Why is this happening?
Mr Chant said the key themes that have affected global investment markets in 2015 include uncertainty over the timing of the US Federal Reserve’s long-awaited first interest rate hike, slowing economic growth in China, falling commodity prices and monetary easing in Europe, Japan and China in response to concerns over deflation.
“Back at home in Australia, we’ve seen muted growth as the mining sector slumped further. In an attempt to boost our sluggish economy, the Reserve Bank lowered interest rates to a record low of 2 per cent,” he said.
“The main things to keep an eye on over the next year will be the rate at which the Fed raises rates, and whether China is able to avoid a hard landing. Domestically, the extent to which non-mining sectors pick up will determine the degree to which the RBA might cut interest rates even further.”
Chant West’s data shows industry super funds have outperformed retail funds over the year to date, with average returns of 6.3 per cent versus 5.3 per cent.
What can you do?
SuperRatings chairman Jeff Bresnahan added that persistent market volatility had made 2015 a challenging year for most superannuation funds, with negative returns recorded in five months of the year so far and further losses expected in December.
But investors are advised to hold on for the ride, and to remain diversified across different asset classes over the long term to reduce overall risk.
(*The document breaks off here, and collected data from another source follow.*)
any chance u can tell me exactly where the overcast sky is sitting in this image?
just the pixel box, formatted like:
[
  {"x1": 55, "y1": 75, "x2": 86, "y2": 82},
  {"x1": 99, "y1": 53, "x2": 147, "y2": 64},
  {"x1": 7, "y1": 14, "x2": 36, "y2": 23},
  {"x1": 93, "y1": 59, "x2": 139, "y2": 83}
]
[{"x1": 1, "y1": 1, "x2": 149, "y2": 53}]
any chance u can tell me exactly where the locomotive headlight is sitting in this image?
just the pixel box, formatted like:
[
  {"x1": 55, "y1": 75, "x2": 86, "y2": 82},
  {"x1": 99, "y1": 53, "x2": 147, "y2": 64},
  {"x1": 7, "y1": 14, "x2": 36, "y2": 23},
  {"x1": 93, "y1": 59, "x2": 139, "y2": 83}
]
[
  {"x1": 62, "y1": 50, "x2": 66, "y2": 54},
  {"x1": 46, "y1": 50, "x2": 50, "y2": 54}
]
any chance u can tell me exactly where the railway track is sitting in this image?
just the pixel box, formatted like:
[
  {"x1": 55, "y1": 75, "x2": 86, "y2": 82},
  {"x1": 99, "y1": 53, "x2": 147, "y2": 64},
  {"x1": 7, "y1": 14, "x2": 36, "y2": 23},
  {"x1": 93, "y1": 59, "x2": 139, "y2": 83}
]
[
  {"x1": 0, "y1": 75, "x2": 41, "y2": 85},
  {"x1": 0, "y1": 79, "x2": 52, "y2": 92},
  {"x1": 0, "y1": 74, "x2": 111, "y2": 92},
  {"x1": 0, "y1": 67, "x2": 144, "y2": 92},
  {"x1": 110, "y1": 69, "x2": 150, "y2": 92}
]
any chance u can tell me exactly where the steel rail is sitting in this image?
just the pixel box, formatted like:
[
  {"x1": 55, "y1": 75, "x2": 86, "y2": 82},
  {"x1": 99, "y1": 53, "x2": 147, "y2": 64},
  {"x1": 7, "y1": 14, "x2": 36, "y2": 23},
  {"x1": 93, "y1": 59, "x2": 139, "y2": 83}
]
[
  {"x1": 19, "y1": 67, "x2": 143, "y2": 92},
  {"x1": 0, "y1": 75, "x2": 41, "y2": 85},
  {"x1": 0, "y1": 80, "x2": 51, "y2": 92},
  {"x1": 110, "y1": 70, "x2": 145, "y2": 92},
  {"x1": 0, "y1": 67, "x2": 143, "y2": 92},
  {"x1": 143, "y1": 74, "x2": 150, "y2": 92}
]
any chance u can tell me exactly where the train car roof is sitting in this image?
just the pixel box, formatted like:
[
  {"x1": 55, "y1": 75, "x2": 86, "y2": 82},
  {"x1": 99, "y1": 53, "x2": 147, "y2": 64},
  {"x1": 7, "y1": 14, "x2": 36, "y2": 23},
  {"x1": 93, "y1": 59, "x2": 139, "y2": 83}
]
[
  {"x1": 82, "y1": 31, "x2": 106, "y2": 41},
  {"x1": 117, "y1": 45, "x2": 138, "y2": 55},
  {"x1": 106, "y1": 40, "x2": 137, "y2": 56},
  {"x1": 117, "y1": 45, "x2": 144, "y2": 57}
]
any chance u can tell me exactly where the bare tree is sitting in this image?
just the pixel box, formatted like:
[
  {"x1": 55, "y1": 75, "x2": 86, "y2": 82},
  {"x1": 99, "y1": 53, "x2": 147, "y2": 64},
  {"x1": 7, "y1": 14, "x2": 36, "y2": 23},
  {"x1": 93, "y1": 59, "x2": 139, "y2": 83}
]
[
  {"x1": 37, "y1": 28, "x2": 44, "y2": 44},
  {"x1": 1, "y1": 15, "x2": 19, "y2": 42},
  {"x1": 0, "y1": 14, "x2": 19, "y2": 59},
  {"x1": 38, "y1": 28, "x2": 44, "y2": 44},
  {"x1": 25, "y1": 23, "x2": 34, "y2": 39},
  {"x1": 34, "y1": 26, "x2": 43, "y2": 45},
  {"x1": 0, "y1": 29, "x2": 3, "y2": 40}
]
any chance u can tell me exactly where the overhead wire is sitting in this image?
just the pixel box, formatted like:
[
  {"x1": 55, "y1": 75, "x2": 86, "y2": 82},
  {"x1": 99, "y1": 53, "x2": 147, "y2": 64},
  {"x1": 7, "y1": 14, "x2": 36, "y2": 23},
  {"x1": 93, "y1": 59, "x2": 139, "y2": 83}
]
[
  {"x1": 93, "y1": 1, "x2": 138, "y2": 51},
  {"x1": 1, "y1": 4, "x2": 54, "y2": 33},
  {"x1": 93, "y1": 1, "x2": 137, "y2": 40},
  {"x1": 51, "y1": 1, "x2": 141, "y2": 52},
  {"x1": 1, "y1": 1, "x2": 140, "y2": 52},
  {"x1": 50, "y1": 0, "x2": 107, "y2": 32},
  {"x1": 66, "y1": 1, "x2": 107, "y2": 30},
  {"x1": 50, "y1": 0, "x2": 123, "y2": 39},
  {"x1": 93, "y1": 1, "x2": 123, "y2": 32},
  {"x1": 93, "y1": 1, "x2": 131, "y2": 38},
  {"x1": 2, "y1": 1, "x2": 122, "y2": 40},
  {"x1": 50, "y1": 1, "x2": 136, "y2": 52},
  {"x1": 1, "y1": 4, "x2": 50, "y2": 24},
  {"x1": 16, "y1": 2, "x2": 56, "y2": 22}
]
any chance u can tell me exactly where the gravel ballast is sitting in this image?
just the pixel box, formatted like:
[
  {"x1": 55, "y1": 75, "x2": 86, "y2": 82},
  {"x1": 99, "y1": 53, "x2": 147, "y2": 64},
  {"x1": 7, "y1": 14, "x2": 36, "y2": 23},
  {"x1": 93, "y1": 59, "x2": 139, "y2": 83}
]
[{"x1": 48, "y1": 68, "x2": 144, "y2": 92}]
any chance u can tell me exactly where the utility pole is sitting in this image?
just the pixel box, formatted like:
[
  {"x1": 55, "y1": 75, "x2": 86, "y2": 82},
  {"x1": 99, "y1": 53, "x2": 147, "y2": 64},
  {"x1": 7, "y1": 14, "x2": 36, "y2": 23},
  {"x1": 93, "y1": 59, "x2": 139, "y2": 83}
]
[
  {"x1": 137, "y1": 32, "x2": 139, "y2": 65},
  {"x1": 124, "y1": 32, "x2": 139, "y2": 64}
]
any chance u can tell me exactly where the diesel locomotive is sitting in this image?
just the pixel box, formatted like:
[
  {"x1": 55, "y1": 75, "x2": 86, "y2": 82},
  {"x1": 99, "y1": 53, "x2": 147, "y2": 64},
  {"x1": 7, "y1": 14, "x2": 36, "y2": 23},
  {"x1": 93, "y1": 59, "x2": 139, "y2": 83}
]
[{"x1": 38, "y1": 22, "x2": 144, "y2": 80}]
“While the median Balanced Option recorded a 0.3 per cent fall for the month, this is less than the losses seen across key growth asset classes, once again highlighting the benefits of diversification,” Mr Bresnahan said.
“While falling short of the 8.1 per cent return seen in 2014 and 16.3 per cent recorded in 2013, superannuation funds are well positioned to deliver their fourth consecutive positive calendar year return.”
Since the year 2000, the median Balanced Option (usually the default option for most super funds) has only experienced negative calendar year returns in 2002, 2008 and 2011, while providing an estimated average return of 5.9 per cent per annum over this 16-year period.